A Salmon Troller Rides It Out
by Wood Freeman

President Trolling Vessel Owner's Association
1928


One of those mountain peaks caught the Seapp on its crest just as it broke and threw her on her starboard beam. The tops of the masts as she went over were actually below the hull and in that position she slid down the slope for a hundred fathoms or more, but finally righted.

Possibly it was only a baptism of what she was to receive a little later, but at that time I did not believe that such a thing was possible. I actually threw a kettle in the galley that was on a bracket on the port side to a higher bracket on the starboard side, believe it or not.

It was 11 a. m. when I had put about and at 3 p. m. I was at the outside whistle buoy at Grays Harbor. With the aid of wind and sea and under trolling-speed throttling I had made the 40 nautical miles in 4 hours and my normal speed would have been about 5 knots. The tide was ebbing and I knew that the bar was breaking but I though that it would be better to take a chance on that short bar than to risk the night on that equally bad sea outside. The barometer had by this time fallen to 29.40 and was still falling, and though the wind had moderated slightly I knew from all the indications that things were going to get worse before long, so I made up my mind to chance it rather than stay outside. I can say now, however, that if I had it to do over again I would beat to sea and make my way northward rather than take such a hazard.

The channel at the time ran in a northeast by southwest direction and there was a spit on the northwest side of the channel where the breakers started to curl before they reached the channel.

You have no doubt seen the way a breaker will spill on a beach, how it will start to break in one spot and with what rapidity it will shoot along the beach. Well, I had just passed the outer black can buoy and the ebbing tide was pushing me hard over toward the N. W. spit when I felt the stern of Seapp raise for a break. I closed the throttle to slow the wheel down, an action which usually keeps her from broaching, but just as I did the Seapp suddenly went over on her port beam, and once again that day the masts were pointing downhill, with the hull higher than their tops. She lifted mightily, then like a Hawaiian surfboard, she raced forward, quartering with such increasing speed that I was violently held in the pilot seat, unable to rise, and there I remained for the remainder of my breath-taking ride. I recall glancing aft through the rear pilot house windows and seeing the breaker falling like Niagara on the Seapp's starboard quarter and then it dawned on me that I had been caught in the end curl of one of those fast moving breakers and the Seapp was doing the surfboard trick, only she was in the front of the breaker instead of behind it.

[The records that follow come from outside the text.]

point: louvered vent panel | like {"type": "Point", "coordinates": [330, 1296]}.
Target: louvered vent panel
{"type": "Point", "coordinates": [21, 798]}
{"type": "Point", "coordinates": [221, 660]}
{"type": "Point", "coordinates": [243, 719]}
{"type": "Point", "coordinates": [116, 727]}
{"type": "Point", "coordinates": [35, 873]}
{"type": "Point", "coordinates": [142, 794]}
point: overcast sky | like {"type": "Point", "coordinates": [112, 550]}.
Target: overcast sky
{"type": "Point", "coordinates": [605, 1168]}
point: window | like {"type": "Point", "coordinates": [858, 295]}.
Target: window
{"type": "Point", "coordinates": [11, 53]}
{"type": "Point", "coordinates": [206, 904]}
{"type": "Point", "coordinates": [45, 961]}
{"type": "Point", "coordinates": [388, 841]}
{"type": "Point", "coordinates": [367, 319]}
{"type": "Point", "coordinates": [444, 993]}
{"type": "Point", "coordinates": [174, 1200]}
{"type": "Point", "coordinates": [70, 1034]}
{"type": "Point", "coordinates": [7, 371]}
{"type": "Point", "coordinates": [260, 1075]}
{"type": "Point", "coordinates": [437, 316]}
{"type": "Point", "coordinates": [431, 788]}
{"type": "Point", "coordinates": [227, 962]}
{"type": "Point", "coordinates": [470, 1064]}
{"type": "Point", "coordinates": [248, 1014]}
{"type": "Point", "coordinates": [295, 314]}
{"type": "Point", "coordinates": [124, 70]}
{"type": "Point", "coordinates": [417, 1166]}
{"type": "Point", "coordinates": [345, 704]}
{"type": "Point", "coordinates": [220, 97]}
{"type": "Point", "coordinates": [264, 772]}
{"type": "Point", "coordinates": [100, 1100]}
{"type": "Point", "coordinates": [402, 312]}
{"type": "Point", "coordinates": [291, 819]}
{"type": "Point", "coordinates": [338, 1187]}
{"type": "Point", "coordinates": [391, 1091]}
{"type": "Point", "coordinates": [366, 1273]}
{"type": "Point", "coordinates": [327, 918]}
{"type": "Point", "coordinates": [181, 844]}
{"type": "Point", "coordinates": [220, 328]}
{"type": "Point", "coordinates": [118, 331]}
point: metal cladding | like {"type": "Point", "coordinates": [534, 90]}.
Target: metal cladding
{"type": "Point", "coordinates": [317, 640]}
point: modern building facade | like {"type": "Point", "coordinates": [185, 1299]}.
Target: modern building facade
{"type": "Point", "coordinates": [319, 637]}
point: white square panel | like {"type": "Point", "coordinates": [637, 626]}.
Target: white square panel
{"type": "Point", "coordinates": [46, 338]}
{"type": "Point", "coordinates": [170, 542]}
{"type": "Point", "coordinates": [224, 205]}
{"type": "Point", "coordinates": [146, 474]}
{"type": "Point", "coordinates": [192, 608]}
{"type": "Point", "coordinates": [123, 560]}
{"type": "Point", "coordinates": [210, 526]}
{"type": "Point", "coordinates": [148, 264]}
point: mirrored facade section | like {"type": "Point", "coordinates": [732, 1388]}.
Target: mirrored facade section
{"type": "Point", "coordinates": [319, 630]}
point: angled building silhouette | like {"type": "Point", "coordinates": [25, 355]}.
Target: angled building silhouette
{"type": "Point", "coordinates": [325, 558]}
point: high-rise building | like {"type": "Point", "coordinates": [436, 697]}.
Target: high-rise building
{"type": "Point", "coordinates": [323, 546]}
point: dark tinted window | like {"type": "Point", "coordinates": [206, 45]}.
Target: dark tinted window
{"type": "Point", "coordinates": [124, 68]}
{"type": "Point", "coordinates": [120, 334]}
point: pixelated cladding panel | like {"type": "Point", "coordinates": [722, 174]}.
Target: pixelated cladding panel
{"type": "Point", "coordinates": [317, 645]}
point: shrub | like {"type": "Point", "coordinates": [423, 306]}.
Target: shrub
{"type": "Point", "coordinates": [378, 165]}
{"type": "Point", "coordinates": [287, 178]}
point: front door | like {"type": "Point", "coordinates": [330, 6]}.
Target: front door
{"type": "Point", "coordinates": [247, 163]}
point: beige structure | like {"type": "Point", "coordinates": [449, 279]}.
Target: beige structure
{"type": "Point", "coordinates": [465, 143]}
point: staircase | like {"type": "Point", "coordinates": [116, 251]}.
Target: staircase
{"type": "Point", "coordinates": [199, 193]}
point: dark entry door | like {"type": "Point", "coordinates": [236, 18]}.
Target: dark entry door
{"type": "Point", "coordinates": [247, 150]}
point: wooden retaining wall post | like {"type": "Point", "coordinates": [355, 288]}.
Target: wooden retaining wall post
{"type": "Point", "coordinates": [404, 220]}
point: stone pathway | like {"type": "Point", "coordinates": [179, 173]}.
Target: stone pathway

It was all over, I think, in less than a minute. I did not have a stop watch, and the way I felt then I don't think I should have used it if I had, but when the Seapp finally righted herself, I was abreast of the inside whistler just three quarters of a mile from where I started and still going. I reached for the throttle and the instant I gave my trusty Miller engine a little gas she nearly jumped out of her bed. I thought I had lost my wheel and that now I would be swept back over the bar again to sea. Cautiously I opened the throttle once more. This time the racing wasn't quite so violent. After a short while I tried it again and this time the faithful engine took firm hold. Then it came to me that the first time I tried it the speed of the coat riding the wave was so great that the wheel was spinning the engine even against the reduced compression.

Why am I alive to tell the story? Well, if the Seapp had been differently constructed and had she not had all her ballast well down in the bilge and had there not normally been two-thirds of her weight under water, I'll admit this might have been "In memoriam", instead of first person singular narrative. The Seapp has a ton and a half of engine, a ton and a half of concrete and a ton and a half of scrap iron and that coupled with the fact that she has about 11 inches of deadrise with a concave bilge makes her about as hard to turn over as a whistling buoy.

I ran up to Hoquiam and when I came to harbor among the other boats they all wanted to know how in the name of creation I had been able to cross the bar in that storm. I said I would tell them all about it but that I first wanted something to eat as I hadn't had anything to eat all day. Andy on the Friea said I had done enough for one day and that he would cook me a huge beefsteak if I would come over on his boat and tell then what it was like to have such a close call and get by with it, and I can say that I don't think that I ever ate a better tasting steak than that was, but I don't know to this day if they believed all my story.